LE charbon aura-t-il encore une valeur ? Se nourrira-t-on de produits synthétiques ? Est-ce que le laboratoire ne remplacera pas la ferme ? Un avant anglais prévoit qu'on demandera à la terre, non plus les légumes et les fruits, non plus les grasses prairies et les champs fertiles, mais une source inépuisable de chaleur et d'énergie. Il serait, dit-il, suffisant de creuser un puits de quelques kilomètres pour y trouver la chaleur nécessaire à toutes les industries. L'eau, à cette profondeur, serait à une telle pression et à une telle température qu'elle pourrait actionner aisément toutes les machines du monde.
Et la médecine ? Fera-t-elle les progrès qu'on attend depuis plusieurs siècles ? Sa sœur merveilleuse, la chirurgie, aura-t-elle découvert les secrets de la vie plus belle, de la vie éternelle.
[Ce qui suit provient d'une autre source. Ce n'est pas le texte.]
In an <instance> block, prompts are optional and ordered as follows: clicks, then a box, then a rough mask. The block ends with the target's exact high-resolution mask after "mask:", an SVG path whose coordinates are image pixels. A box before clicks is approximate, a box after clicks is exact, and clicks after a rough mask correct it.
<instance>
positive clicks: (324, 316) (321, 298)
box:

Prolongera-t-on l'existence, améliorera-t-on l'espèce humaine ? Un successeur du docteur Voronof rendra-t-il communs et aisés le changement de sexes et le rajeunissement par étapes des vieillards ?
Que de choses que nous ne prévoyons pas ! C'est toujours le rêve que nous n'avons pas qui se réalise. Il est impossible de de faire d'exactes prévisions, le progrès le plus inattendu se manifestera soudain dans le domaine dont on ne semblait pas s'occuper. Si un journal dans soixante-dix-huit ans retrouve l'exemplaire du « Midi » où a paru cet article, peut-être le reproduira-t-il avec quelques commentaires amusés.
« Si ce pauvre chroniqueur qui vivait en 1922, écrirait-il, revenait parmi nous, il n'en reviendrait pas. Nous avons fait bien d'autres progrès que ceux qu'il prévoyait. Il nous voyait végétant, or, nous vivons. »
Peut-être au contraire est-ce nous qui vivons. Je me souviens qu'un humoriste prévoyait que les hommes de l'avenir n'auraient plus d'estomac puisqu'ils ne mangeraient plus ; plus de jambes, puisqu'ils ne marcheraient plus. Après tout, nous nous sentons parfois bien heureux tels que nous sommes !

Paul-Louis Hervier, « En l'an 2000. Comment vivront nos fils »,
 in Le Midi, n° 4585, samedi 11 février 1922.